I have a property that was gifted to me and my brother in equal half from my mother, in 2005. This is my main residence along with my brother. Are there any tax implications (capital gains tax, inheritence) if i wish to sell my half of the property to my brother (ie. he gets a mortgage to buy my half of the house).

Submitted: 4 years ago.
Category: Law
Expert:  Buachaill replied 4 years ago.

Buachaill :

1. NO, there are no tax implications if you wish to sell your half of the property to your brother. Firstly, in relation to INheritance tax, as seven years has elapsed since your mother gifted half the house to you, the "Potentially Exempt Transfer" has taken effect without any liability to Inheritance Tax. So you are exempt from Inheritance tax. Secondly, in relation to Capital Gains Tax, there is an exception for a person's principal Private Residence.

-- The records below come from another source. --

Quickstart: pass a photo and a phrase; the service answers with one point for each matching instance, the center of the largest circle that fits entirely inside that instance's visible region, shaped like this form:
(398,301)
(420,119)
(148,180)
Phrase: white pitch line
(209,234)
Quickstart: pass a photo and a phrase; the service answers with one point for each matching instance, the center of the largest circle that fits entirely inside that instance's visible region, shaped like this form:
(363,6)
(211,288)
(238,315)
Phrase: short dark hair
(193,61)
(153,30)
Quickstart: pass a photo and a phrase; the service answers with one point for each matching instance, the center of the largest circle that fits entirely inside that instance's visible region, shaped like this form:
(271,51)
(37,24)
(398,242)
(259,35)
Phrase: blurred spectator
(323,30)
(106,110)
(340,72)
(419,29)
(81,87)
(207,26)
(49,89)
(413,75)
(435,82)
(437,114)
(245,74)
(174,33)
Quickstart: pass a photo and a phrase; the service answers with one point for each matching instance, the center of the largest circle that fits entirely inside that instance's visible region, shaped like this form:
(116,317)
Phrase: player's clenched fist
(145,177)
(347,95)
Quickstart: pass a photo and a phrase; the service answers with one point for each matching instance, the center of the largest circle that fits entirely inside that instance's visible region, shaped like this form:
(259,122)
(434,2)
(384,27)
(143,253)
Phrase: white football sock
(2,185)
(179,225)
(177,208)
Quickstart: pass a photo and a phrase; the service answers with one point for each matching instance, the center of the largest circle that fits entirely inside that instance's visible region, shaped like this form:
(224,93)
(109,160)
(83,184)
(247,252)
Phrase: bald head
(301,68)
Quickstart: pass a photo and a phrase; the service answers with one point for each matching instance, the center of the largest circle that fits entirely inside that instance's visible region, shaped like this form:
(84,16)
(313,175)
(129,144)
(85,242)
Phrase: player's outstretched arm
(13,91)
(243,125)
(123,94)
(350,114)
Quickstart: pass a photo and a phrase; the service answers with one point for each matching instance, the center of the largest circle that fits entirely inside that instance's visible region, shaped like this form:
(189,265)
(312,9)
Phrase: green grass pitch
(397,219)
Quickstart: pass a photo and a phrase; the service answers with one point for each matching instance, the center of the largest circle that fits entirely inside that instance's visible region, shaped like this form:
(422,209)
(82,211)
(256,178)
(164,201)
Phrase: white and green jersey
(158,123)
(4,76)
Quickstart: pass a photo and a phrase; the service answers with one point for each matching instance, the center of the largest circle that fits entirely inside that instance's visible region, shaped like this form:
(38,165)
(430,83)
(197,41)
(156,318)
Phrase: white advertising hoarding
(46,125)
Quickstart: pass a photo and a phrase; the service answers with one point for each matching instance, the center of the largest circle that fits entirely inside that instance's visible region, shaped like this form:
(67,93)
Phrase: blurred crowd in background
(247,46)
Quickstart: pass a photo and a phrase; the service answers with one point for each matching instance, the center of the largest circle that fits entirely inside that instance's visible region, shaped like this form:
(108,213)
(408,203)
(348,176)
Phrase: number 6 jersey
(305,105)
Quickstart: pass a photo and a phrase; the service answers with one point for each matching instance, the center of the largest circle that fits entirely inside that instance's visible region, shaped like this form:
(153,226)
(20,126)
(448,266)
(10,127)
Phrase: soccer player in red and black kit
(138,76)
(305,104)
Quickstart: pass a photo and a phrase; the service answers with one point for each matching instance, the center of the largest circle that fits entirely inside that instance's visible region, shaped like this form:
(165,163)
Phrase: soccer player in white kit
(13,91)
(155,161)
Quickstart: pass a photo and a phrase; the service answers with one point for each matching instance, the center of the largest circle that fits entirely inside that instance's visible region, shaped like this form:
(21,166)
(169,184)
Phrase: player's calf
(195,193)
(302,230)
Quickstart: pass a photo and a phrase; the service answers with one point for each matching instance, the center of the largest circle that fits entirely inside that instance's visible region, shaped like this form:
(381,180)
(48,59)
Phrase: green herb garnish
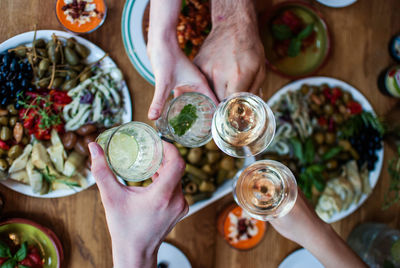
(184,120)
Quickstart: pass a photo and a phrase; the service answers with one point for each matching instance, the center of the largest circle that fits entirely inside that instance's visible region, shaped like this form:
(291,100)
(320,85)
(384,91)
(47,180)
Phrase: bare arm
(232,56)
(303,226)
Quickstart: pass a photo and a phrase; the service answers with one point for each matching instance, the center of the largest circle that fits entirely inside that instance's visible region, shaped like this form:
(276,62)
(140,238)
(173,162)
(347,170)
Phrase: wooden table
(360,36)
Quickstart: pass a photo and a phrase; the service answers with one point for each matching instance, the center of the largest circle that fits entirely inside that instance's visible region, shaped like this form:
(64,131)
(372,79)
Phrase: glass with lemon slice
(133,150)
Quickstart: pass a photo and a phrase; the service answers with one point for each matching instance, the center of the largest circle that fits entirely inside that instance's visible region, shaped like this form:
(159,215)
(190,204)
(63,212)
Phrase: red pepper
(4,145)
(354,107)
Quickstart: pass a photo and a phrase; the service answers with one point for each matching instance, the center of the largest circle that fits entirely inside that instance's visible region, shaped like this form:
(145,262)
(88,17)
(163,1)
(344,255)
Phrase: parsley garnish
(184,120)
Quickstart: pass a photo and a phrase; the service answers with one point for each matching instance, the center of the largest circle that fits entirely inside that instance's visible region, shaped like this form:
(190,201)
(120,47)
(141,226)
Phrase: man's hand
(139,218)
(232,56)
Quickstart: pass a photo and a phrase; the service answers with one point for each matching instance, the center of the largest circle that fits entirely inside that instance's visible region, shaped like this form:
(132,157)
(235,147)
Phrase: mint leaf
(294,47)
(10,263)
(331,153)
(184,120)
(22,252)
(281,31)
(306,32)
(4,250)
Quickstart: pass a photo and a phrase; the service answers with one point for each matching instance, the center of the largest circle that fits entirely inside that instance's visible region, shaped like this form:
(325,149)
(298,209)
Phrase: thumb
(105,178)
(160,96)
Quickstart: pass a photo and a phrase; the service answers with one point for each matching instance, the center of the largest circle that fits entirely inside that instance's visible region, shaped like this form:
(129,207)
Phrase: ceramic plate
(301,258)
(42,238)
(132,36)
(332,82)
(95,54)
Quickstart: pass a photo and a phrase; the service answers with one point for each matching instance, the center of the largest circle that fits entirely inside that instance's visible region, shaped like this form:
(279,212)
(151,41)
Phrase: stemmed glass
(187,119)
(243,125)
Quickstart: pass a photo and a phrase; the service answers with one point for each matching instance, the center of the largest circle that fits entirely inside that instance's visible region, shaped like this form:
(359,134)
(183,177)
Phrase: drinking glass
(243,125)
(133,150)
(197,132)
(266,190)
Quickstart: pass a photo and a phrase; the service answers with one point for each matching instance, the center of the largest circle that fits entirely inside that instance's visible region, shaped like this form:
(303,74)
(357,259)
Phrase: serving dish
(96,53)
(366,106)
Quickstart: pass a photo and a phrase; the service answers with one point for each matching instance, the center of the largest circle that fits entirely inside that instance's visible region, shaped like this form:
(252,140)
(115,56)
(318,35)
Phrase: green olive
(4,120)
(328,109)
(5,133)
(82,50)
(11,109)
(42,52)
(319,138)
(14,152)
(331,164)
(13,120)
(20,51)
(330,137)
(69,85)
(39,43)
(85,75)
(3,165)
(58,81)
(71,42)
(44,65)
(71,56)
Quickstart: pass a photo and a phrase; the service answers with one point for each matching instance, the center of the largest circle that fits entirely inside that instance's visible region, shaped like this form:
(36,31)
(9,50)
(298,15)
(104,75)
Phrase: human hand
(139,218)
(232,56)
(303,226)
(173,71)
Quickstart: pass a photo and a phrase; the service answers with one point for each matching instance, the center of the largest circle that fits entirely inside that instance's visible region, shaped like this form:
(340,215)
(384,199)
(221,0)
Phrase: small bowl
(83,29)
(43,238)
(306,63)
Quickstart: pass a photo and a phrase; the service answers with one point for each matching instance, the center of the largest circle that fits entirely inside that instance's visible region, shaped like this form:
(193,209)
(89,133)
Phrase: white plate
(337,3)
(132,36)
(172,256)
(332,82)
(95,54)
(301,258)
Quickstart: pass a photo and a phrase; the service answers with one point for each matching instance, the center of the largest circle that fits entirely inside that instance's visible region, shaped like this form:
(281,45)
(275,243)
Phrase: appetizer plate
(301,258)
(132,36)
(41,237)
(95,54)
(332,82)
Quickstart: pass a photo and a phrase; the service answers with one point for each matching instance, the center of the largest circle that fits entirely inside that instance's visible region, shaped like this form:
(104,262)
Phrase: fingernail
(153,113)
(94,150)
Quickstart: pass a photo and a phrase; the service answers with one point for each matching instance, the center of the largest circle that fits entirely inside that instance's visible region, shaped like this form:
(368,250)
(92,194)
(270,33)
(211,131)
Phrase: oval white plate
(301,258)
(337,3)
(172,256)
(132,36)
(332,82)
(95,54)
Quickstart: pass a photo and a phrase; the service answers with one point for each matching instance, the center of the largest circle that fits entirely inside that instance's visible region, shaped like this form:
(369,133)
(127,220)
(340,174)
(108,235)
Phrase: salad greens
(184,120)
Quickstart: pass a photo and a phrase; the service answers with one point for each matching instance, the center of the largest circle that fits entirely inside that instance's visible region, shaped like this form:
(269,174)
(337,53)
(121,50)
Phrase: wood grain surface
(360,34)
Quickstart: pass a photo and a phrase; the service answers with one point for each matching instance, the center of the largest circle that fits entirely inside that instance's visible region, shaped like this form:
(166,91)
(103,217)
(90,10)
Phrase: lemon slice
(122,150)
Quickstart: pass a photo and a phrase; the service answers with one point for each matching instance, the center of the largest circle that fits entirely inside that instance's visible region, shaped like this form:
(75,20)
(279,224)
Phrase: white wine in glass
(266,190)
(133,150)
(243,125)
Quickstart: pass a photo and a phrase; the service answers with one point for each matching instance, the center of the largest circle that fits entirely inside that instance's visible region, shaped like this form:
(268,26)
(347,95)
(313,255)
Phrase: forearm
(238,12)
(330,249)
(163,21)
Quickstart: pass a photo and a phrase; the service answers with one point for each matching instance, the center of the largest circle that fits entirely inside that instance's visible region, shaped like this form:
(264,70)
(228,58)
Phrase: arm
(232,56)
(303,226)
(139,218)
(172,69)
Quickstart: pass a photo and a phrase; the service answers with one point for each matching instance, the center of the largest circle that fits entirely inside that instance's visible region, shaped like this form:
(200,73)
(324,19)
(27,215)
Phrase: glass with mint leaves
(187,120)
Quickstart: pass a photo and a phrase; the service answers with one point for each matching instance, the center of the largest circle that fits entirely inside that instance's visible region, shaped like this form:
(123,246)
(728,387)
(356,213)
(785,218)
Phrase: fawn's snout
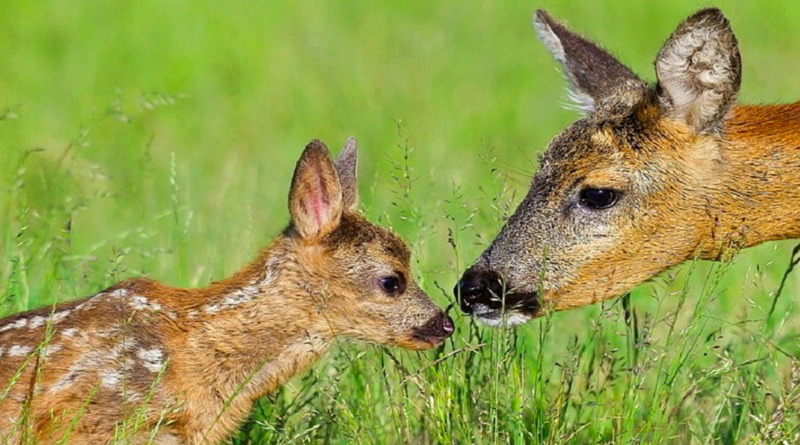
(435,330)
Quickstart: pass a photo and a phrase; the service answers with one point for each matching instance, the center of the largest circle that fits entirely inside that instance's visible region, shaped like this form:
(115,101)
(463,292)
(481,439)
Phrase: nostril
(447,324)
(469,287)
(494,282)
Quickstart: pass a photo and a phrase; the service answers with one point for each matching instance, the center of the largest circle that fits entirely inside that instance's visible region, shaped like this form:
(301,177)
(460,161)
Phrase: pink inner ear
(316,203)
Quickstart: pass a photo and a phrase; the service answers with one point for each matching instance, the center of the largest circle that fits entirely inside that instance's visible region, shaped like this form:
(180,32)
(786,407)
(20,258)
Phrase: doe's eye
(598,199)
(392,284)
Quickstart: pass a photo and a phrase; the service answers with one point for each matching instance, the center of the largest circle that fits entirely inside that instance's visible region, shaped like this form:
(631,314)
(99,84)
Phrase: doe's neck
(755,198)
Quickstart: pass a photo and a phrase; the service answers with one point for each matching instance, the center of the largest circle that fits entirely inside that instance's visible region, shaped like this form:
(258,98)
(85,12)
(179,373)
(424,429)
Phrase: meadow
(158,138)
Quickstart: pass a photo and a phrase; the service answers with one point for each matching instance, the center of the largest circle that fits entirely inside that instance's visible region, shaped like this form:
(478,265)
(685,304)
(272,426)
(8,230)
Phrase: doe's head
(622,193)
(360,272)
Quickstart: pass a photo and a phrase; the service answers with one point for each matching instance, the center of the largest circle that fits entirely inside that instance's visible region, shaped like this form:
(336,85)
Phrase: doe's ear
(346,164)
(595,77)
(699,71)
(315,199)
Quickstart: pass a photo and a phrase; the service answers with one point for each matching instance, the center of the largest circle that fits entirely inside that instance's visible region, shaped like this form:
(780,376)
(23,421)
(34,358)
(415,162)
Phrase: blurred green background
(158,138)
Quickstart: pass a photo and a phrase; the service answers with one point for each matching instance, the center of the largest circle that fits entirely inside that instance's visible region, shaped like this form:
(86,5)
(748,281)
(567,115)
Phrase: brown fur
(185,365)
(695,176)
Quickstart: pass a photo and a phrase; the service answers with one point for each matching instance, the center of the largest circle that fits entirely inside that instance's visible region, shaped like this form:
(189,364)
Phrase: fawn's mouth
(435,330)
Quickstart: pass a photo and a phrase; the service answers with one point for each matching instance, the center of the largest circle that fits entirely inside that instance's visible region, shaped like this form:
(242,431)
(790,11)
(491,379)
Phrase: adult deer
(650,177)
(143,362)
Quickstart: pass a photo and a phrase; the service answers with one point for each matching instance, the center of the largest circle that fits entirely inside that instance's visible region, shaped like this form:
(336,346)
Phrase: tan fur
(696,177)
(144,359)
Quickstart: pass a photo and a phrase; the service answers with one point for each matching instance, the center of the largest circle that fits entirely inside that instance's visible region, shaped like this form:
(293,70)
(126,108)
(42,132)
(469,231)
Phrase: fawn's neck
(250,334)
(756,199)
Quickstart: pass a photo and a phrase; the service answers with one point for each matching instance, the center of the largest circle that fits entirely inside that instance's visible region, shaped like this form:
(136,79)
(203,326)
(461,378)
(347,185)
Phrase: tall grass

So as this is the house you are living in and it is your principal residence, then your sale of your half to your brother is free to CGT.

JACUSTOMER-wfus1kwu- :

Does anything need to happen requiring a solicitor or can my brother just go straight to a mortgage lender for organising buy out of my half of the property?

JACUSTOMER-wfus1kwu- :

And do i need to declare anything to inland revenue even if i am exempt from the taxes?

Expert:  Buachaill replied 4 years ago.
2. Firstly, you will need to see a solicitor to carry out a conveyance of the property between you and your brother. All contracts for the sale of property must be in writing to be valid. So it is not sufficient for yourself and your brother simply to agree things verbally between yourselves. Secondly, and your solicitor will explain this to you, there is no requirement that you fill in a Revenue form when you are claiming relief from CGT on the basis that the property is your Principal Private Residence. You simply claim the relief and do not fill in a CGT return.